Book Review from the February 1988 issue of the Socialist Standard
The World Since 1945. T. E. Vadney (Penguin £4.95)
One day we shall be able to look back at books like this and the events they describe and wonder why people put up with capitalism for so long. For this history of wars and coups and massacres shows a society based on conflict and competition, where governments and ruling classes try to outmanoeuvre each other. Satisfying the needs of the earth's population is not one of capitalism's priorities.
Vadney focusses on political events, by which he means primarily the various aspects of great power rivalry, so that the lives of ordinary men and women rarely enter the narrative — except, of course, when they form cannon fodder for the rulers. Thus at least a million civilians were killed in South Vietnam between 1965 and 1974. In the period covered in the book, about 25 million people have been killed in war and other conflict in the Third World, to say nothing of the millions who have died in artificially-created famines.

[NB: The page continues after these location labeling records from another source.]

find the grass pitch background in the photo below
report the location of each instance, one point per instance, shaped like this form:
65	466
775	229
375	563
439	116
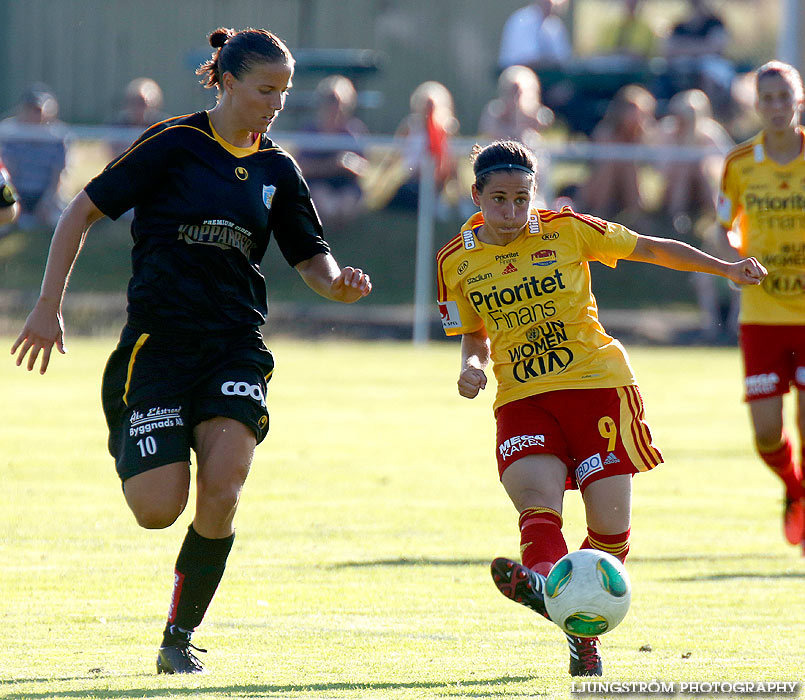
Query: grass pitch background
360	568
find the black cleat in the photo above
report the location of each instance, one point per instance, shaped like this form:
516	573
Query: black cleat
585	660
520	584
177	658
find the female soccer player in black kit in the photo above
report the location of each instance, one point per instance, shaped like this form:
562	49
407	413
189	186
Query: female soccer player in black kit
190	371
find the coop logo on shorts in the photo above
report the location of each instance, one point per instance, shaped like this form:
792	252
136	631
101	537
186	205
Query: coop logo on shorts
268	195
589	466
762	384
254	391
448	312
518	443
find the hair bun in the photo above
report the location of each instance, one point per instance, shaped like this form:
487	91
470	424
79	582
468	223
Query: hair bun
220	36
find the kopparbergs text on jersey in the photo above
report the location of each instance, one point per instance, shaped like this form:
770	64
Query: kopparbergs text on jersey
217	235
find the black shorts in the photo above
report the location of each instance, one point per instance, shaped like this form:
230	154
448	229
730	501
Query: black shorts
157	388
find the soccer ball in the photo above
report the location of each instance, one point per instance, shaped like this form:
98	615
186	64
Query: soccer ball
587	593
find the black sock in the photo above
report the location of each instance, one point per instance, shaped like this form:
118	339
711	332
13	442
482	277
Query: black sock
199	568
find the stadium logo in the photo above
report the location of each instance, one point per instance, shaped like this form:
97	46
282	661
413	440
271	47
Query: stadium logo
448	312
478	278
543	257
518	443
254	391
589	466
268	195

Time and again Vadney shows how economic and strategic motives underlie political actions. The American Marshall Plan of 1947, for instance, was intended to boost the economies of the Western European states, with the ulterior aim of enabling them to afford American imports and to compete with the Russian-bloc countries. In 1954, the US staged a coup against the government of Guatemala, which was nationalising land much of which was owned by American companies. The truly global nature of capitalism is evident too: for example, the Jamaican economy in the 1970s was very much at the mercy of the global recession, in spite of the government's efforts to control things.
A couple of points which Vadney treats as if they were virtually obvious show how some things which socialists have been saying for years eventually become commonplace. Firstly. China after 1949 practised 'national capitalism' (read 'state capitalism'). Secondly, the countries of Eastern Europe have ruling classes with far greater power and material rewards than ordinary workers.
Rather than the author's pessimistic closing remarks that vested interests which benefit from the status quo will block any attempt to change and improve things, the appropriate conclusion to draw is that any social system whose history is to be told in these terms must be abolished as soon as possible.